Increased knowledge in the area, plus the widespread use of imaging techniques, have resulted in a rising number of patients with adrenal tumours that subsequently need to be diagnosed. Improved imaging is needed for primary aldosteronism (PA) and adrenocortical carcinoma (ACC) but the positron emission tomography (PET) tracer currently in use, [11C]metomidate (MTO), has many important limitations. This thesis aims to improve adrenocortical PET imaging.

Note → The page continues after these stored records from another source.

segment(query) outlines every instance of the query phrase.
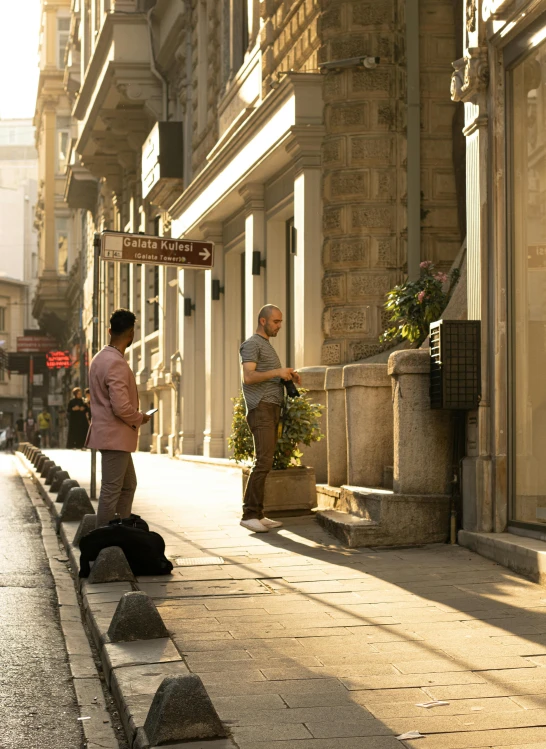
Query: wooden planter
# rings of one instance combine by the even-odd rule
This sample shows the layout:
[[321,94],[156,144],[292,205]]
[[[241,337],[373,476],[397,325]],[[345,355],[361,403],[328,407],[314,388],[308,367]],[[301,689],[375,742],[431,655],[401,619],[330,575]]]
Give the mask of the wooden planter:
[[[243,493],[250,468],[243,468]],[[307,513],[317,506],[315,469],[307,466],[271,471],[265,482],[266,515]]]

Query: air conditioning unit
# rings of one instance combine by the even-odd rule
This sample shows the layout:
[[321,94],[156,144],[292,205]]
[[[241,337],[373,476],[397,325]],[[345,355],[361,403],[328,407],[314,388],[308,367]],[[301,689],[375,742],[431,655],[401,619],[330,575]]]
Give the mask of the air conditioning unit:
[[430,407],[474,411],[481,395],[480,322],[430,325]]

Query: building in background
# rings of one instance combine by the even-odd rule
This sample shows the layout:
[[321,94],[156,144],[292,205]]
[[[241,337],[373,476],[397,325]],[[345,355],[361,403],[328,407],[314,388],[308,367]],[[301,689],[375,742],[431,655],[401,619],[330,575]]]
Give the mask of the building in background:
[[456,256],[451,0],[57,0],[43,18],[35,312],[67,322],[82,381],[94,232],[216,244],[211,271],[101,265],[101,340],[115,306],[139,318],[128,356],[159,408],[142,449],[227,455],[266,301],[283,360],[343,366],[381,352],[389,288]]
[[[37,282],[34,211],[38,154],[32,120],[0,120],[0,349],[15,351],[17,337],[34,328]],[[14,423],[27,407],[28,382],[0,363],[0,425]]]

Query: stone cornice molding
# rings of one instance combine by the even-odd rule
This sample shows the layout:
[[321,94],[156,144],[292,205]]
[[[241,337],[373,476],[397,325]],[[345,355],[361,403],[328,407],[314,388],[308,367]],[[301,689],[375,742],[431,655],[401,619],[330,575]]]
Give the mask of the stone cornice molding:
[[260,183],[248,183],[239,189],[239,195],[245,202],[245,213],[248,216],[264,209],[264,186]]
[[322,141],[326,134],[325,127],[294,126],[290,130],[291,140],[286,145],[286,152],[294,159],[296,174],[304,169],[322,167]]
[[469,47],[466,55],[452,65],[451,100],[475,104],[489,84],[487,48]]
[[224,226],[221,221],[206,221],[199,226],[199,231],[203,239],[208,242],[214,242],[215,244],[223,244],[224,242]]

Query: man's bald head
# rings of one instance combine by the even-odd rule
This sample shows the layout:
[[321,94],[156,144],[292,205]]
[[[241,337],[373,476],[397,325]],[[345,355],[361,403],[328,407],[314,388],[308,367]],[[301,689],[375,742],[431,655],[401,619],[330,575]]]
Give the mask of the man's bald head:
[[274,304],[265,304],[258,312],[258,325],[261,325],[262,318],[264,318],[265,321],[268,322],[273,312],[280,312],[280,309],[278,307],[275,307]]
[[258,312],[258,333],[275,337],[282,325],[282,312],[274,304],[266,304]]

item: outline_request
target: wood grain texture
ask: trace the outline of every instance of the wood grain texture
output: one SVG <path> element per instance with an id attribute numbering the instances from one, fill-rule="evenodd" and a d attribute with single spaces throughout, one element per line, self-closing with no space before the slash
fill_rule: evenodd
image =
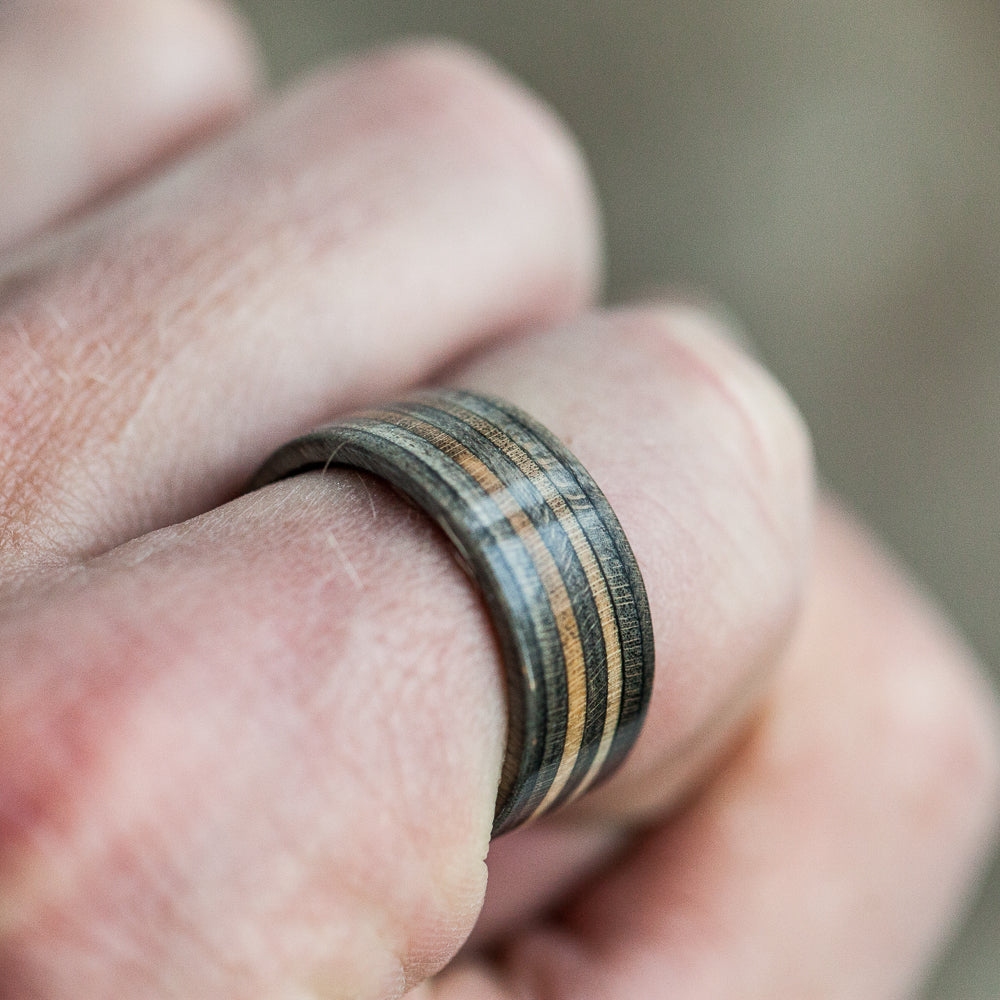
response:
<path id="1" fill-rule="evenodd" d="M 410 497 L 482 592 L 509 715 L 494 836 L 618 767 L 649 702 L 653 628 L 621 525 L 569 450 L 509 403 L 433 390 L 290 442 L 250 488 L 331 466 Z"/>

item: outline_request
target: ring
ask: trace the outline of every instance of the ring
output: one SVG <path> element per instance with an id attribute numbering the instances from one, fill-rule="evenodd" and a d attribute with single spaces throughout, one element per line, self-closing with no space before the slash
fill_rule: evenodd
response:
<path id="1" fill-rule="evenodd" d="M 607 777 L 646 713 L 653 626 L 625 533 L 566 446 L 507 402 L 434 390 L 289 442 L 249 488 L 331 466 L 409 497 L 479 587 L 507 681 L 493 835 Z"/>

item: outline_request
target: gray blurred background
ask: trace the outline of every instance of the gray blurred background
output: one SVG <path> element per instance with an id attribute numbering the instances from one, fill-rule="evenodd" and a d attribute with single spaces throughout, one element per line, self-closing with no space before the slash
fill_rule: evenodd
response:
<path id="1" fill-rule="evenodd" d="M 679 287 L 725 303 L 805 412 L 826 480 L 995 670 L 1000 5 L 239 6 L 279 82 L 446 35 L 546 97 L 603 198 L 609 297 Z M 1000 998 L 1000 865 L 926 997 Z"/>

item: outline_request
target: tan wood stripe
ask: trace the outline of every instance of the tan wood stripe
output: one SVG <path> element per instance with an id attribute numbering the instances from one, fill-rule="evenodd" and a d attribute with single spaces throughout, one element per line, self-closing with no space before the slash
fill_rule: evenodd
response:
<path id="1" fill-rule="evenodd" d="M 503 432 L 496 424 L 487 420 L 479 414 L 470 410 L 459 409 L 450 406 L 441 400 L 434 401 L 434 407 L 443 410 L 458 420 L 467 423 L 474 430 L 483 435 L 491 444 L 503 452 L 526 476 L 531 484 L 541 494 L 542 499 L 556 515 L 556 519 L 562 525 L 576 552 L 580 565 L 583 567 L 587 577 L 587 584 L 594 597 L 597 606 L 597 616 L 601 623 L 601 634 L 604 637 L 604 649 L 607 657 L 608 672 L 608 694 L 607 707 L 604 715 L 604 727 L 601 732 L 601 742 L 598 745 L 597 753 L 591 761 L 590 767 L 583 780 L 573 791 L 573 798 L 581 795 L 600 773 L 604 762 L 611 751 L 611 743 L 614 740 L 615 730 L 618 728 L 618 715 L 621 710 L 622 684 L 623 684 L 623 663 L 622 648 L 618 636 L 618 619 L 615 615 L 614 604 L 611 594 L 608 592 L 608 584 L 604 579 L 604 573 L 597 562 L 597 555 L 594 552 L 590 540 L 584 534 L 565 497 L 556 489 L 552 480 L 549 479 L 545 470 L 521 447 L 516 441 Z M 540 809 L 547 809 L 555 799 L 553 790 L 550 789 L 545 799 L 539 806 Z"/>
<path id="2" fill-rule="evenodd" d="M 511 718 L 493 835 L 616 767 L 649 703 L 652 621 L 621 525 L 565 445 L 503 400 L 428 390 L 288 442 L 248 490 L 332 463 L 424 507 L 496 616 Z"/>
<path id="3" fill-rule="evenodd" d="M 566 664 L 566 736 L 556 776 L 543 800 L 543 805 L 547 805 L 558 797 L 573 773 L 583 743 L 584 723 L 587 717 L 587 674 L 583 643 L 580 638 L 576 614 L 573 611 L 573 605 L 562 574 L 559 572 L 559 567 L 556 565 L 555 559 L 552 558 L 552 553 L 549 552 L 538 529 L 511 496 L 504 483 L 460 441 L 434 424 L 409 414 L 392 411 L 367 411 L 365 415 L 394 423 L 404 430 L 419 434 L 458 463 L 500 508 L 524 543 L 538 570 L 539 579 L 542 581 L 542 587 L 549 598 L 555 617 L 559 640 L 563 648 L 563 659 Z M 468 415 L 463 414 L 462 419 L 467 420 Z"/>

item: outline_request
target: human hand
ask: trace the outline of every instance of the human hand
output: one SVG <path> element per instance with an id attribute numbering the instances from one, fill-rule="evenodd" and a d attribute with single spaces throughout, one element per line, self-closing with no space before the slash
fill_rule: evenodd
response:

Methods: Paper 1 investigated the pre-clinical properties of Para-Chloro-2-[18F]fluoroethyl-etomidate (CETO), by autoradiography, binding studies, ex vivo biodistribution on rats and in vivo imaging using mice and one non-human primate (NHP). Paper II investigated the clinical properties of [18F]CETO and included patients with various kinds of adrenocortical tumours, and healthy volunteers. Metabolic and kinetic analyses were performed and three out of five healthy volunteers also underwent [15O]water PET/CT to measure adrenal blood flow. Test-retest was performed on all healthy volunteers. Paper III assessed the in vivo and in-human radiation dosimetry of [18F]CETO. Ex vivo uptake data from rats and in vivo PET/CT from NHP and humans were used to calculate residence times. Paper IV evaluated the use of the block-sequential regularized expectation maximization (BSREM) reconstruction algorithm (Q.Clear, GE Healthcare, Milwaukee, USA) for [11C]MTO PET/CT in patients with PA.
Results: Papers I and II demonstrated that [18F]CETO is highly specific to the adrenal cortex both in vitro and in vivo. The non-specific binding of [18F]CETO in the liver was significantly lower than that of [11C]MTO. [18F]CETO metabolizes rapidly and the single tissue irreversible (1T1k) kinetic model provided the best fit. [15O]water PET/CT results indicated that the adrenal [18F]CETO uptake was flow limited. Several retest values, including adrenal blood flow, were lower than the test values. Paper III found that the effective dose based on human data was 18.2 μSv/MBq and that the adrenal glands were the limiting organ regardless of species used. Paper IV showed that the BSREM reconstruction algorithm improves image quality, without compromising SUVmax quantification, and a β-value between 70 and 130 was found optimal.
Conclusion: [18F]CETO PET/CT is a promising method for adrenocortical imaging and is safe for clinical imaging in terms of radiation dose. [18F]CETO PET/CT should be further investigated in patients with PA or ACC, preferably in conjunction with BSREM reconstruction.